Do Traditional and Roth IRA Rules Differ?


Although there are many similarities between a traditional and a Roth IRA, there are a number of differences. The primary difference is that Roth IRA contributions are not tax deductible, while traditional IRA contributions usually are at least partially tax deductible. Additionally, the Roth IRA has strict income limitations that restrict who is eligible to contribute.

As of 2014, both traditional and Roth IRAs have annual contribution limits of $5,500 per person. The limit is raised to $6,500 if the account holder is 50 or older. A traditional IRA requires that the funds begin distribution once the account holder reaches age 70.5. The Roth IRA has no minimum funds distribution requirement.

Roth IRA contributions are not tax deductible. There is no tax due at withdrawal on either contributions or earnings, provided the account has been active for at least five years, and the account holder is using the funds for a qualified first home purchase or is age 59.5 or older. Only individuals with a modified adjusted gross income of $112,000 or less are eligible to maximize the annual contribution limit of $5,500 to a Roth IRA. Individuals with a MAGI of up to $127,000 are eligible for a partial contribution to a Roth IRA, with the rest of the funds placed in a traditional IRA.

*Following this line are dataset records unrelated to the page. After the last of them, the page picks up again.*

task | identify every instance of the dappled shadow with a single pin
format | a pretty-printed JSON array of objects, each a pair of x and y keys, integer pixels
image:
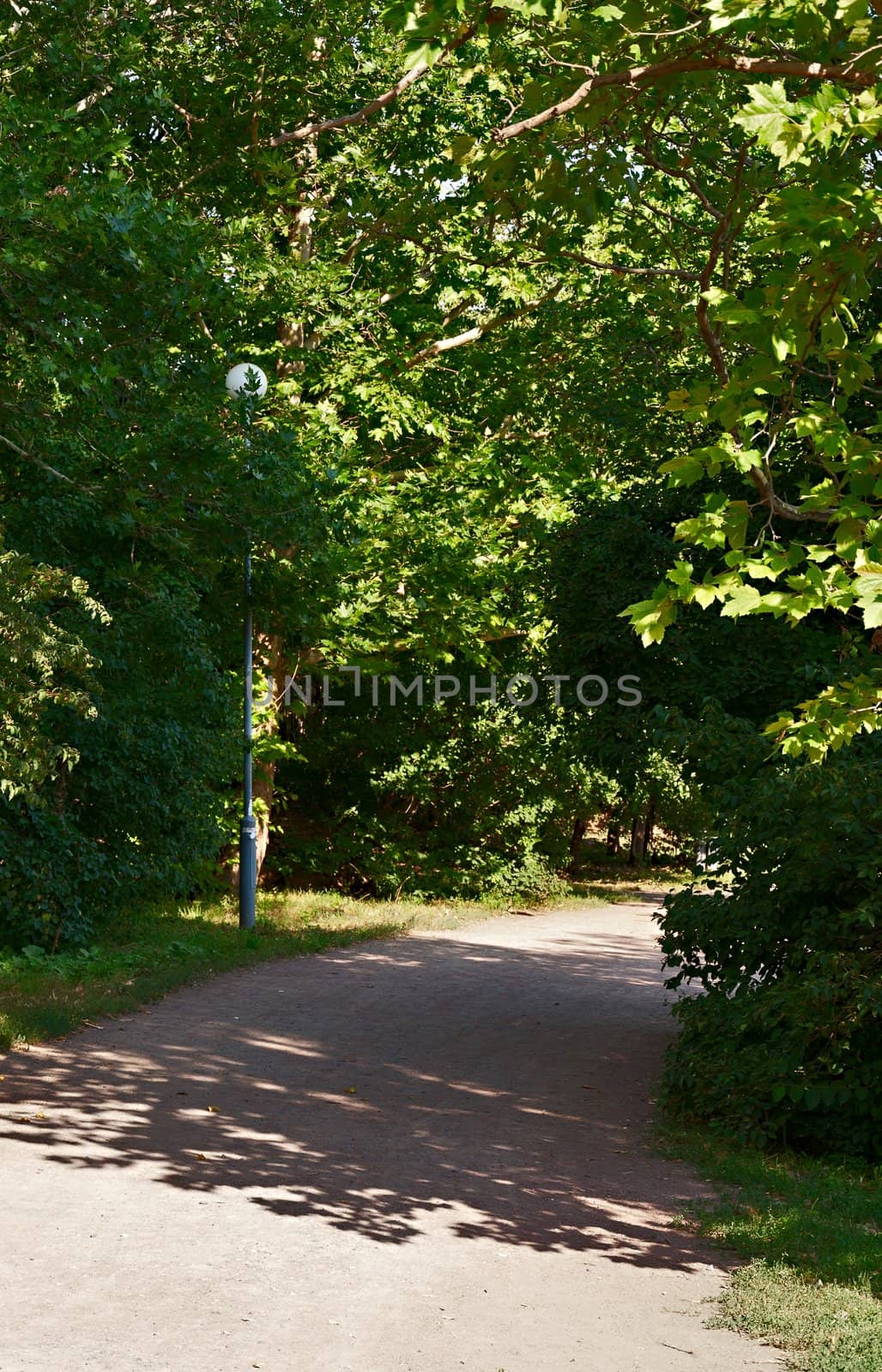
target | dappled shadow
[{"x": 374, "y": 1087}]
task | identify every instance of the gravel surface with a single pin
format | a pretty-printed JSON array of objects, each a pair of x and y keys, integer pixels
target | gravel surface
[{"x": 413, "y": 1156}]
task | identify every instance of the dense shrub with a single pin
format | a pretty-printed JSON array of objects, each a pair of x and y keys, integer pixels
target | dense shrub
[{"x": 785, "y": 1042}]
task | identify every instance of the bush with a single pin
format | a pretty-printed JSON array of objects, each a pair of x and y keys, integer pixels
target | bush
[{"x": 785, "y": 1042}]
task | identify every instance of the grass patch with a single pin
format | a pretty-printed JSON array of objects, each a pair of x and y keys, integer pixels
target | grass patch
[
  {"x": 148, "y": 953},
  {"x": 813, "y": 1230}
]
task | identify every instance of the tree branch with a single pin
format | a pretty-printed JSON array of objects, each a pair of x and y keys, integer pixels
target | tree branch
[
  {"x": 308, "y": 130},
  {"x": 38, "y": 461},
  {"x": 480, "y": 329},
  {"x": 655, "y": 72}
]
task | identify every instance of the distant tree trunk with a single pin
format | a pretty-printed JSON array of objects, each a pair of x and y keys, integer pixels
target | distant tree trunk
[
  {"x": 576, "y": 843},
  {"x": 637, "y": 841},
  {"x": 650, "y": 829}
]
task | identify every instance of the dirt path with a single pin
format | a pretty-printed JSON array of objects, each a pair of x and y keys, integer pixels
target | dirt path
[{"x": 407, "y": 1157}]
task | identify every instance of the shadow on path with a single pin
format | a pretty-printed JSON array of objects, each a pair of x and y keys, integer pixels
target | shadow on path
[{"x": 375, "y": 1086}]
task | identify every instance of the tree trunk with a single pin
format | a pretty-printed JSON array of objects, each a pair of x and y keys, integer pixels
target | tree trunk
[
  {"x": 576, "y": 843},
  {"x": 650, "y": 829},
  {"x": 637, "y": 841}
]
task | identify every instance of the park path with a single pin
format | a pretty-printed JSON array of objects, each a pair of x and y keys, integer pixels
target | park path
[{"x": 411, "y": 1156}]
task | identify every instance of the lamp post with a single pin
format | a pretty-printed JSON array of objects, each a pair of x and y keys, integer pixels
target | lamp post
[{"x": 248, "y": 383}]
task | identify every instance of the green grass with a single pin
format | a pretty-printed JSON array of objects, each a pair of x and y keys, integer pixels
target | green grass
[
  {"x": 813, "y": 1231},
  {"x": 148, "y": 953}
]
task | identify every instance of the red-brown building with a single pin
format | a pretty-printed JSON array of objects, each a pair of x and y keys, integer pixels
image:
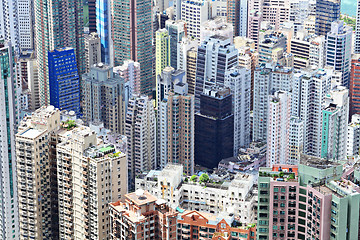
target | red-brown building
[
  {"x": 354, "y": 90},
  {"x": 142, "y": 216},
  {"x": 200, "y": 225}
]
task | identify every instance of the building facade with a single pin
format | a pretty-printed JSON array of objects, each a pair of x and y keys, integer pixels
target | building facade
[
  {"x": 223, "y": 56},
  {"x": 130, "y": 72},
  {"x": 127, "y": 32},
  {"x": 51, "y": 34},
  {"x": 278, "y": 128},
  {"x": 89, "y": 179},
  {"x": 338, "y": 50},
  {"x": 9, "y": 218},
  {"x": 142, "y": 216},
  {"x": 327, "y": 11},
  {"x": 36, "y": 181},
  {"x": 140, "y": 125},
  {"x": 214, "y": 127},
  {"x": 237, "y": 15},
  {"x": 64, "y": 80},
  {"x": 103, "y": 27},
  {"x": 237, "y": 79},
  {"x": 92, "y": 50},
  {"x": 104, "y": 98}
]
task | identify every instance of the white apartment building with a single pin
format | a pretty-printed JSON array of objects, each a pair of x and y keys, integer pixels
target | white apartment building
[
  {"x": 353, "y": 138},
  {"x": 9, "y": 114},
  {"x": 237, "y": 196},
  {"x": 338, "y": 49},
  {"x": 216, "y": 26},
  {"x": 296, "y": 140},
  {"x": 357, "y": 30},
  {"x": 183, "y": 47},
  {"x": 276, "y": 12},
  {"x": 317, "y": 52},
  {"x": 215, "y": 56},
  {"x": 195, "y": 13},
  {"x": 237, "y": 79},
  {"x": 140, "y": 127},
  {"x": 309, "y": 90},
  {"x": 90, "y": 176},
  {"x": 267, "y": 79},
  {"x": 335, "y": 124},
  {"x": 17, "y": 23},
  {"x": 35, "y": 176},
  {"x": 278, "y": 128},
  {"x": 130, "y": 71}
]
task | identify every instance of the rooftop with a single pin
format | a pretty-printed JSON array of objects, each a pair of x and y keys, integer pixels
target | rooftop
[
  {"x": 317, "y": 162},
  {"x": 141, "y": 197},
  {"x": 31, "y": 133}
]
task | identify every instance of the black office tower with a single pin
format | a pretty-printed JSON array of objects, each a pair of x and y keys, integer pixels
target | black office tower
[
  {"x": 92, "y": 15},
  {"x": 214, "y": 127}
]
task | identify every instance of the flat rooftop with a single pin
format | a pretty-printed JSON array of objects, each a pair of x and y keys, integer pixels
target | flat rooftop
[
  {"x": 141, "y": 197},
  {"x": 31, "y": 133},
  {"x": 317, "y": 162}
]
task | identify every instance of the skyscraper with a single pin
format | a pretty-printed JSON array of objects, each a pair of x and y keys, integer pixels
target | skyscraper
[
  {"x": 237, "y": 15},
  {"x": 132, "y": 37},
  {"x": 195, "y": 13},
  {"x": 181, "y": 124},
  {"x": 175, "y": 129},
  {"x": 327, "y": 11},
  {"x": 25, "y": 24},
  {"x": 51, "y": 33},
  {"x": 237, "y": 79},
  {"x": 166, "y": 82},
  {"x": 64, "y": 80},
  {"x": 92, "y": 15},
  {"x": 338, "y": 50},
  {"x": 215, "y": 55},
  {"x": 275, "y": 12},
  {"x": 267, "y": 79},
  {"x": 130, "y": 72},
  {"x": 353, "y": 90},
  {"x": 104, "y": 99},
  {"x": 176, "y": 31},
  {"x": 17, "y": 24},
  {"x": 36, "y": 179},
  {"x": 103, "y": 173},
  {"x": 162, "y": 50},
  {"x": 92, "y": 50},
  {"x": 357, "y": 30},
  {"x": 214, "y": 127},
  {"x": 140, "y": 126},
  {"x": 335, "y": 117},
  {"x": 278, "y": 128},
  {"x": 8, "y": 121},
  {"x": 309, "y": 91},
  {"x": 103, "y": 26}
]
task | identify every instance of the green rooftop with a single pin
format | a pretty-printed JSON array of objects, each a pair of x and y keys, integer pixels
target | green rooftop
[{"x": 107, "y": 149}]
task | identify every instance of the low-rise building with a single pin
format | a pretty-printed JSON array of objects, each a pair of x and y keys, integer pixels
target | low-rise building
[
  {"x": 200, "y": 225},
  {"x": 311, "y": 201},
  {"x": 142, "y": 216},
  {"x": 236, "y": 196}
]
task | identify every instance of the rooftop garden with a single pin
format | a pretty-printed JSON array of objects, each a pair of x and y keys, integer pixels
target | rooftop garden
[
  {"x": 69, "y": 124},
  {"x": 203, "y": 180},
  {"x": 286, "y": 176}
]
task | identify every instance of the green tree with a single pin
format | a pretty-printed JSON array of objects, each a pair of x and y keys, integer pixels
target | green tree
[{"x": 204, "y": 178}]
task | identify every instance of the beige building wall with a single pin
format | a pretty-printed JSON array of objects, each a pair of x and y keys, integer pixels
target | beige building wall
[{"x": 33, "y": 170}]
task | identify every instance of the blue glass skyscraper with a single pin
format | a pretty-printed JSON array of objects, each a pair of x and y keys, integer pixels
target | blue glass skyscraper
[
  {"x": 103, "y": 27},
  {"x": 327, "y": 11},
  {"x": 64, "y": 80}
]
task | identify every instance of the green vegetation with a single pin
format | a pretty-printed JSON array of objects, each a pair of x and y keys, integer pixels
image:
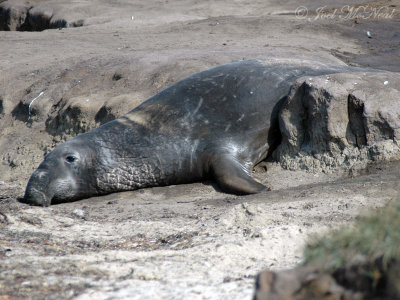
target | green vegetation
[{"x": 364, "y": 257}]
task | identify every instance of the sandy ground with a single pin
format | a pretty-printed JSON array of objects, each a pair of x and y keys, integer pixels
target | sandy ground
[{"x": 177, "y": 242}]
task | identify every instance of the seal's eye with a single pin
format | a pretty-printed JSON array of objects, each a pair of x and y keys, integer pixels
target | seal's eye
[{"x": 71, "y": 158}]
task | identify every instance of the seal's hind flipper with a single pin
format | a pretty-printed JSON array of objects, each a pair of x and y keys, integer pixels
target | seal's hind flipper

Traditional IRA contributions can be tax deductible or partially tax deductible based on MAGI. In 2014, an individual with a MAGI of up to $70,000 is eligible for at least partial deductibility. At the time of withdrawal, any pre-tax contributions and all earnings are taxed. Although taxes are assessed at the time of withdrawal, there are no additional penalties, provided the funds are used for a qualified purpose, or the account holder is age 59.5 or older. There are no income limits on who can contribute to a traditional IRA.